The Bastard Operator From Hell
The PFY has accumulated a number of complaints in his new role - and it's up to the Bastard to sort him out ...
It's a sad day for networking professionals everywhere. I, as the senior networking consultant, have been allocated the task of investigating a few complaints against the PFY and recommending some form of censure for the events concerned.
Apparently the boss has attended one of those 'progressive management' courses and come back with armloads of manuals on how to increase work levels and reduce stress in the workplace. Personally, I'd feel happier if he stuck to the literature of the same genre that mentions the seven dwarves and three bears so as to allow him to get on with the real tasks of management.

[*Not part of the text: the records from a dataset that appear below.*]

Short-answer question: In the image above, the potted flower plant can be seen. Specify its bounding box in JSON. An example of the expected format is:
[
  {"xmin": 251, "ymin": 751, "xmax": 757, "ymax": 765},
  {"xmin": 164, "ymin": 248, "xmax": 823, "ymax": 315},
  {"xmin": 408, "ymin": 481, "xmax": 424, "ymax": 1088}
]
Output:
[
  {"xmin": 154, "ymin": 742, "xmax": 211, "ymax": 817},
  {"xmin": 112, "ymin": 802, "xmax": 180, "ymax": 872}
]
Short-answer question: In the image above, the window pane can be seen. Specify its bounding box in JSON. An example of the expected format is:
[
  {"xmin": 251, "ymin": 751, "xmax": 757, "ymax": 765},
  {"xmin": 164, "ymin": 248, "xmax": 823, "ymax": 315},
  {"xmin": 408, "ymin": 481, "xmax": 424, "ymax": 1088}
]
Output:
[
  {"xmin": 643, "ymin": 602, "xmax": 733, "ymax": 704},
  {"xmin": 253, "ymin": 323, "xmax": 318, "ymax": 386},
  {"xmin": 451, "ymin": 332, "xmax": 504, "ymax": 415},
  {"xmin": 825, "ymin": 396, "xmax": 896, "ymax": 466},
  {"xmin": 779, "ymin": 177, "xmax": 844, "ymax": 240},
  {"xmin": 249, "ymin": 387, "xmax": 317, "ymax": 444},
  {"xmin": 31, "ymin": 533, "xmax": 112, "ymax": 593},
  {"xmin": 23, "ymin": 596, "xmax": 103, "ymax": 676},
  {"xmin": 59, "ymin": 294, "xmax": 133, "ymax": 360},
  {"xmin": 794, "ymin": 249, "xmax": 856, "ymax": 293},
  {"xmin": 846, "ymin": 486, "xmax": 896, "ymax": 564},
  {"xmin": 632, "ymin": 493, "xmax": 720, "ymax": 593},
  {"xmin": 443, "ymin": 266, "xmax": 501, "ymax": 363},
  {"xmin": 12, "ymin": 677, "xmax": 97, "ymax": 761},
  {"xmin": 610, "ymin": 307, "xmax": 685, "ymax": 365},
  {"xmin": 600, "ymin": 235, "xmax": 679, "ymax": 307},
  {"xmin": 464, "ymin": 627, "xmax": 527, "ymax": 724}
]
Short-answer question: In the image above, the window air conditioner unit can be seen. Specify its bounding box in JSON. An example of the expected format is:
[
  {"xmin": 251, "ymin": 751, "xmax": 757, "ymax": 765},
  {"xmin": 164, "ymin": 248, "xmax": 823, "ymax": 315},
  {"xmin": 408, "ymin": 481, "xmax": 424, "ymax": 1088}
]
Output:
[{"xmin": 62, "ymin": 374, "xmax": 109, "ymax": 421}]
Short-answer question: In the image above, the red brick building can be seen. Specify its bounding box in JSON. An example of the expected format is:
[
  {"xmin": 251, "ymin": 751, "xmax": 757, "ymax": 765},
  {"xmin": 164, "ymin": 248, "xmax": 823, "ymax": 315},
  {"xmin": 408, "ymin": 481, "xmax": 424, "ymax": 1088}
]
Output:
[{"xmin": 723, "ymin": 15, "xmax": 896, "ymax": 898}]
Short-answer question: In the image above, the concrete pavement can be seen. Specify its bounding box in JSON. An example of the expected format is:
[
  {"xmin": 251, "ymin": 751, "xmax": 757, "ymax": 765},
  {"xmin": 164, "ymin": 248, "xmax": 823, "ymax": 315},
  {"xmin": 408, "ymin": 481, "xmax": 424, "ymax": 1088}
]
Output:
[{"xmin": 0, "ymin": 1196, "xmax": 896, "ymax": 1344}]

Still, it's a slow day on floor two, so I decide to give it a crack. Sure enough, I get a call from one of the human resources people - almost as soon as I get in at 11am. Apparently, all disciplinary actions require a representative from personnel to be present, so we organise a time and agree to meet in one of personnel's wastes of space on the fifth floor. Oh, I mean interview rooms.
"Right," I start, upon my arrival. "I think we all know why we're here." I turn to the PFY. "Apparently there have been three complaints against you in the past month and it is our task to investigate these to their fullest and decide on the appropriate action."
"I understand," the PFY replies.
"Right, first up we have a complaint from someone in accounts who says that he ordered a software upgrade that you'd agreed to handle."
"Yes, I remember that," the PFY responds.
"In your own words, what did he ask for?"
"Well he called the office at 4.50pm and said he wanted WYSIWYG, and he wanted it before I went home."
"What did you do?"
"I downed the lights and powerpoints on his floor."
"And he could see?"
"And he got?"
"So you filled his order to his requirements?"
"I thought so."
"Excellent," I cry happily. "I don't th..." the personnel guy starts, only to be stopped by a stony stare.
"My show I believe. Now, onto this ATM business."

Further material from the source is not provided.